Research on improvement of high utility pattern mining algorithm over data streams
Author(s) -
Feng Guo,
Yuqiang Li,
Lin Li
Publication year - 2020
Publication title -
iop conference series. materials science and engineering
Language(s) - English
Resource type - Journals
eISSN - 1757-899X
pISSN - 1757-8981
DOI - 10.1088/1757-899x/715/1/012022
Subject(s) - header , computer science , data mining , table (database) , data stream mining , tree (set theory) , database transaction , data stream , algorithm , database , mathematics , mathematical analysis , computer network , telecommunications
Aiming at the problem that the existing algorithms for high utility pattern mining over data streams based on sliding window have multiple datasets scans or redundant items, an efficient HUIGRT algorithm for mining high utility patterns over data streams based on global revision header table is proposed in this paper. First, the global revision header table and the utility tree are constructed.
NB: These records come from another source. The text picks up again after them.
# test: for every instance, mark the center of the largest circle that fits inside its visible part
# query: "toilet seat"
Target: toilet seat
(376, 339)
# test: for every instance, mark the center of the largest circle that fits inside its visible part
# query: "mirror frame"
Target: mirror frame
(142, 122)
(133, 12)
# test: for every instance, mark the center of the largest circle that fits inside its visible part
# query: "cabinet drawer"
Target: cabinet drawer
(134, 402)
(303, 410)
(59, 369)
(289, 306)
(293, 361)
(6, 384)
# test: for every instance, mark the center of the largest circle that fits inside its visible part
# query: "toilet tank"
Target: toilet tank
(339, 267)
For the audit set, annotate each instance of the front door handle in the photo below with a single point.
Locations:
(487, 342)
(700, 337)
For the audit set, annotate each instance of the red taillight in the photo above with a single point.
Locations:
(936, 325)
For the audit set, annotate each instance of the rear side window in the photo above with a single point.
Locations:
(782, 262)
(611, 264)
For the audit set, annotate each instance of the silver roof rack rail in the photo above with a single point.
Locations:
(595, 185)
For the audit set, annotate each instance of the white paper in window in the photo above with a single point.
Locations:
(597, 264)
The global revision header table is used to store the items and transaction utility of the current data domain that need to be processed, and the utility tree is used to store all of the utility information on the item sets in the transactions to avoid multiple datasets scans. Then, this algorithm can mine all high utility patterns using the global revision header table and the utility tree. Finally, the redundant items are deleted by revising the global revision header table, meanwhile the utility tree is updated to fill in new data. This paper compares the algorithm with the existing high efficiency algorithm HUPMS and HUM-UT on the three datasets with different sparse: Mushroom, T10.I4.D100K and Retail. The results show that the space-time performance of HUIGRT algorithm is better than the two other algorithms.